EventHandlerのonClickをコンストラクタで指定しない場合には、後からClickイベントに設定できます。
| 型 | プロパティ | |
|---|---|---|
| string | Text | 項目のテキスト | 
| string | Name | 項目の名前。これはToolStripItemCollectionのキーとして使用できる | 
| Keys | ShortcutKeys | 項目のショートカットキー | 
| string | ShortcutKeyDisplayString | 項目のショートカットキーのテキスト | 
| Font | Font | 項目のテキストのフォント | 
| bool | Checked | trueならば、項目が選択されている | 
| bool | CheckOnClick | trueならば、クリックで項目が自動的にチェックされる。そのときCheckedの値が変更され、CheckedChangedイベントが発生する | 
| bool | Available | trueならば、ToolStripに配置される ※表示されるかどうかを示すもので、表示状態を示すVisibleとは異なる Remarks - ToolStripItem.Available Property (System.Windows.Forms) | MSDN | 
| bool | Visible | trueならば、表示されている | 
| bool | Enabled | trueならば、有効 | 
項目に表示されるテキストです。ToolStripItem.Text プロパティ (System.Windows.Forms) | MSDN
文字の直前に「&」をつけることでそれがアクセスキー (access key) となり、Altキーと同時に押すことでその項目を選択できるようになります。
| コード | アプリケーションでの表示 | 
|---|---|
| "&File" | File | 
| "ファイル(&F)" | ファイル(F) | 
ただしVisibleがfalseで非表示だったり、Enabledがfalseで無効にされていると、アクセスキーは働きません。
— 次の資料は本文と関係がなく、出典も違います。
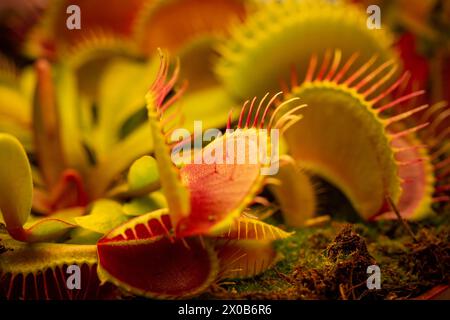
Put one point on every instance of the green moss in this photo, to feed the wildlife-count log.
(330, 262)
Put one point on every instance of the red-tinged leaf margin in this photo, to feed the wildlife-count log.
(141, 257)
(245, 258)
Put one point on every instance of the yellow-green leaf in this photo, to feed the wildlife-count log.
(16, 186)
(104, 216)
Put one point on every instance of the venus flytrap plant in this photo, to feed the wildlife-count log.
(283, 35)
(205, 234)
(379, 156)
(39, 272)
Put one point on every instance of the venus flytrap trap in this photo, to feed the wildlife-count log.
(283, 35)
(205, 234)
(395, 158)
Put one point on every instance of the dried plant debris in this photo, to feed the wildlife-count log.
(331, 263)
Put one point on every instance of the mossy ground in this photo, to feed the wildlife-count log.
(330, 262)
ショートカットキーを設定することで、そのキーの押下でこの項目のClickイベントのハンドラを呼び出せるようになります。ToolStripMenuItem.ShortcutKeys Property (System.Windows.Forms) | Microsoft Learn
ToolStripManager.IsValidShortcut()がfalseを返すキーは無効であり、「引数値 'value' (***) は列挙型 'Keys' に対して無効です。」としてInvalidEnumArgumentExceptionが投げられます。 ShortcutKeys - ToolStripMenuItem.cs IsValidShortcut - ToolStripManager.cs
無効とされるキーでも、KeyDownなどのイベントを用いればキーに応答することは可能です。そのときはShortcutKeyDisplayStringでそのキーをメニューに表示できます。
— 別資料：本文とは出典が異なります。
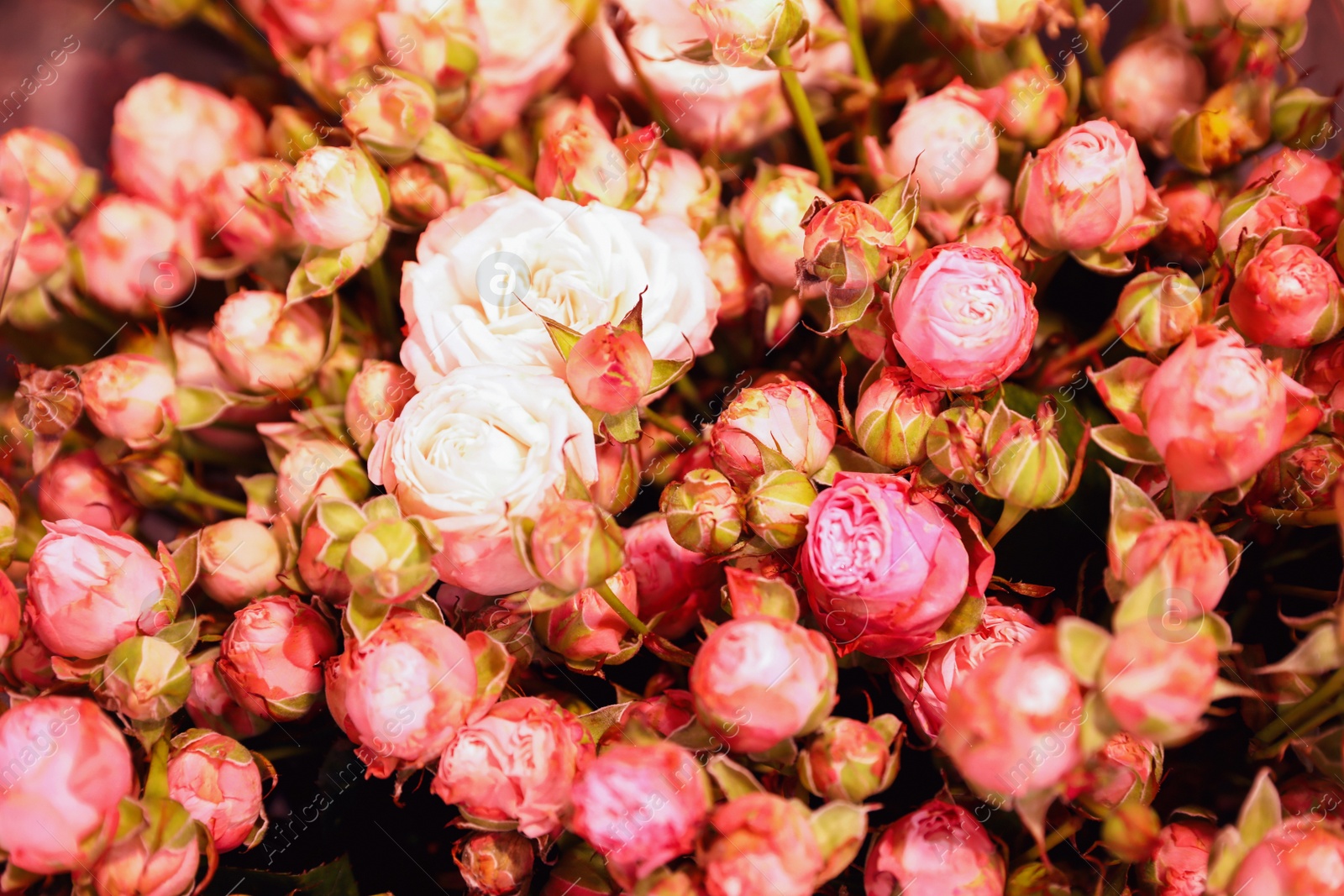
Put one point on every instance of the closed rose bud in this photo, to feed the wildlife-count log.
(940, 849)
(335, 197)
(217, 781)
(703, 511)
(761, 680)
(272, 654)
Visibleがfalseでもショートカットキーは有効ですが、Enabledがfalseならば無効になります。
設定したショートカットキーが機能しないときには、フォーム上のコントロールによって入力が捕捉され破棄されていないか確認します。
| メソッド | 機能 | 
|---|---|
| PerformClick() | Clickイベントを発生できる | 
EnabledやVisibleがfalseでクリックできない状態になっていると、このメソッドを呼び出してもClickイベントは発生しません。
| イベント | 発生タイミング | 
|---|---|
| Click | 項目がクリックされたとき | 
| DropDownOpening | 項目のDropDownが開くとき | 
Visual Studioのビュー デザイナーからは、実際の構造を確認しながらメニューを作成できます。

追加したメニュー項目の詳細は、デザイナー下部のMenuStripコンポーネントのコンテキストメニューの[項目の編集]から確認できます。